In parallel with ER stress, oxidative stress plays a significant role in the pathogenesis of MASLD. Oxidative stress occurs when the production of ROS exceeds the liver’s antioxidant defenses, leading to cellular damage. In MetS, the increased flux of free FFAs to the liver, coupled with impaired fatty acid oxidation, results in excessive β-oxidation in mitochondria. This overloads the mitochondrial electron transport chain, leading to the excessive production of ROS, particularly superoxide anions [37].

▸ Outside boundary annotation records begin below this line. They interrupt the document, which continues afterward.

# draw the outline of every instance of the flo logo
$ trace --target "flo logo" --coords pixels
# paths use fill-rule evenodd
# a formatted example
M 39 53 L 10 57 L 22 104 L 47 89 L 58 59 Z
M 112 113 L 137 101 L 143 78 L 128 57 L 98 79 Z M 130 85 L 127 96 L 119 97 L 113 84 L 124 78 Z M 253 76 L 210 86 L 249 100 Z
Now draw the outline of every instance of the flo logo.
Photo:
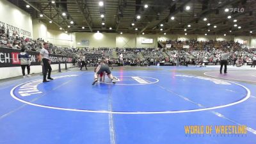
M 244 8 L 230 8 L 230 13 L 243 13 L 244 12 Z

These ROS not only directly damage cellular components, including lipids, proteins, and Deoxyribonucleic acid (DNA), but also activate inflammatory pathways. Oxidative stress has been shown to activate the NACHT, LRR, and PYD domain-containing protein 3 (NLRP3) inflammasome, a multiprotein complex that promotes the production of pro-inflammatory cytokines such as interleukin-1β (IL-1β) and interleukin 18 (IL-18) [33]. The activation of the NLRP3 inflammasome contributes to the progression of simple steatosis to MASH, as it fosters a pro-inflammatory environment that perpetuates hepatocyte injury and fibrosis.

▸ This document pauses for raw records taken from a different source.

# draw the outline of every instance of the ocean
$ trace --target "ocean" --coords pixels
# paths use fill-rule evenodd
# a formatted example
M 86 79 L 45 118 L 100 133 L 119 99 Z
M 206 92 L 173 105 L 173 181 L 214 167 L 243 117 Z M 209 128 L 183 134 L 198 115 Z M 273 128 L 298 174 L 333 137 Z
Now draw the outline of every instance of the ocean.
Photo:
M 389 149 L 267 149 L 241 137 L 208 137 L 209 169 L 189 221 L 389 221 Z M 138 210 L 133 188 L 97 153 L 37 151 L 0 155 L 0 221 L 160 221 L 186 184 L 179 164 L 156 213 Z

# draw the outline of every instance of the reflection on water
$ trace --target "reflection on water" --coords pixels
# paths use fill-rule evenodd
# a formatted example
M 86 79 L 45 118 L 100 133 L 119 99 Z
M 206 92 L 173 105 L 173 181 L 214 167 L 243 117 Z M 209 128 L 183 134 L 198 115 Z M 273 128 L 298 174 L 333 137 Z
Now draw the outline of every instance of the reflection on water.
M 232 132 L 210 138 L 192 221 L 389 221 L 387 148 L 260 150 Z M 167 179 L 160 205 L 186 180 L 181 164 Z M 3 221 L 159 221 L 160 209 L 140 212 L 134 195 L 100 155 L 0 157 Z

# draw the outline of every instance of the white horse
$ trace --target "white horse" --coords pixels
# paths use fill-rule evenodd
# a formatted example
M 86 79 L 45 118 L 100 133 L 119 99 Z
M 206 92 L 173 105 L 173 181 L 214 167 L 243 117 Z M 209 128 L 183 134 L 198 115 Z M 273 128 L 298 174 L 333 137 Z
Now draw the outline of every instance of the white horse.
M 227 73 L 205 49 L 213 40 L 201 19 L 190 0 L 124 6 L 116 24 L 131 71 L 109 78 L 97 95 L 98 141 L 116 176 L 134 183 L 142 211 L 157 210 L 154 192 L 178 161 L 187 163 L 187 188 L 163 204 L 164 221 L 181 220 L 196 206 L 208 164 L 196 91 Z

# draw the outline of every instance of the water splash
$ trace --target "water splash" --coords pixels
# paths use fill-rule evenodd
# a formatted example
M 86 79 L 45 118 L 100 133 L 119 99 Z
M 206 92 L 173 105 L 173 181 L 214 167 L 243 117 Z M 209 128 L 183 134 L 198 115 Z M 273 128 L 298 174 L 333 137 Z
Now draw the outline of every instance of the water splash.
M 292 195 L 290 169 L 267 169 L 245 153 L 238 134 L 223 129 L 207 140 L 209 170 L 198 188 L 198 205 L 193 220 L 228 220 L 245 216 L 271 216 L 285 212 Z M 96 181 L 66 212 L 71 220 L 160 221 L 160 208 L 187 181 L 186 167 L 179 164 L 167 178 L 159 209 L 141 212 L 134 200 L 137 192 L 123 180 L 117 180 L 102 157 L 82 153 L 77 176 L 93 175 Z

Moreover, oxidative stress and ER stress are mutually reinforcing processes. The accumulation of misfolded proteins in the ER can trigger oxidative stress by disturbing calcium homeostasis and increasing ROS production. Conversely, oxidative damage to proteins and lipids can further impair ER function, exacerbating the unfolded protein response and driving further hepatocyte injury [38]. This interplay between ER stress and oxidative stress represents a critical mechanism underlying the progression of MASLD, as it leads to both metabolic dysfunction and chronic liver inflammation.
In summary, both ER stress and oxidative stress are key amplifiers of liver injury in MetS and MASLD. These processes not only exacerbate IR and lipid accumulation but also drive inflammation and hepatocyte apoptosis, contributing to the progression from simple steatosis to MASH and fibrosis. Addressing these stress responses offers potential therapeutic avenues for mitigating the liver damage associated with MASLD.

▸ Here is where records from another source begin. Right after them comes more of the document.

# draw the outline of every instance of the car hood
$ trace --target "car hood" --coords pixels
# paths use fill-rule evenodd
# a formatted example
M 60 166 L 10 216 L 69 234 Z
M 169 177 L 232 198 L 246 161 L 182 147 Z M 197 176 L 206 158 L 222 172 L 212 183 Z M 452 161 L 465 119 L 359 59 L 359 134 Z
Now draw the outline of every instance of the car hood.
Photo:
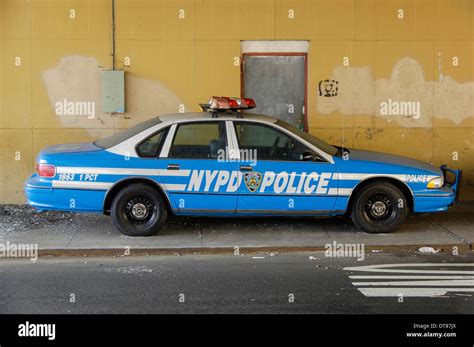
M 349 149 L 349 158 L 350 160 L 363 160 L 363 161 L 370 161 L 370 162 L 381 163 L 381 164 L 392 164 L 392 165 L 413 167 L 420 170 L 430 171 L 437 175 L 441 174 L 441 170 L 431 164 L 425 163 L 421 160 L 400 157 L 398 155 L 372 152 L 372 151 L 362 151 L 359 149 Z
M 65 143 L 46 147 L 41 154 L 57 154 L 57 153 L 77 153 L 77 152 L 94 152 L 101 151 L 102 148 L 97 147 L 92 142 L 83 143 Z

3.4. Gut Microbiota Dysbiosis and Metabolic-Endotoxemia

The gut microbiota has emerged as a key player in the pathogenesis of both MetS and MASLD. Dysbiosis, or the imbalance in gut microbial composition, is linked to metabolic disturbances that characterize MetS, including IR, obesity, and chronic inflammation. In recent years, evidence has increasingly supported the notion that alterations in the gut microbiota contribute to the development of MASLD by promoting hepatic steatosis, inflammation, and fibrosis.
One of the primary mechanisms by which gut dysbiosis drives liver pathology is through increased intestinal permeability, often referred to as “leaky gut”. In healthy individuals, the intestinal barrier limits the translocation of bacterial products into the circulation. However, in individuals with MetS, alterations in the gut microbiota compromise the integrity of the intestinal barrier, allowing bacterial endotoxins such as lipopolysaccharides (LPS) to enter the portal circulation. This process, known as metabolic endotoxemia, plays a central role in the development of MASLD [39].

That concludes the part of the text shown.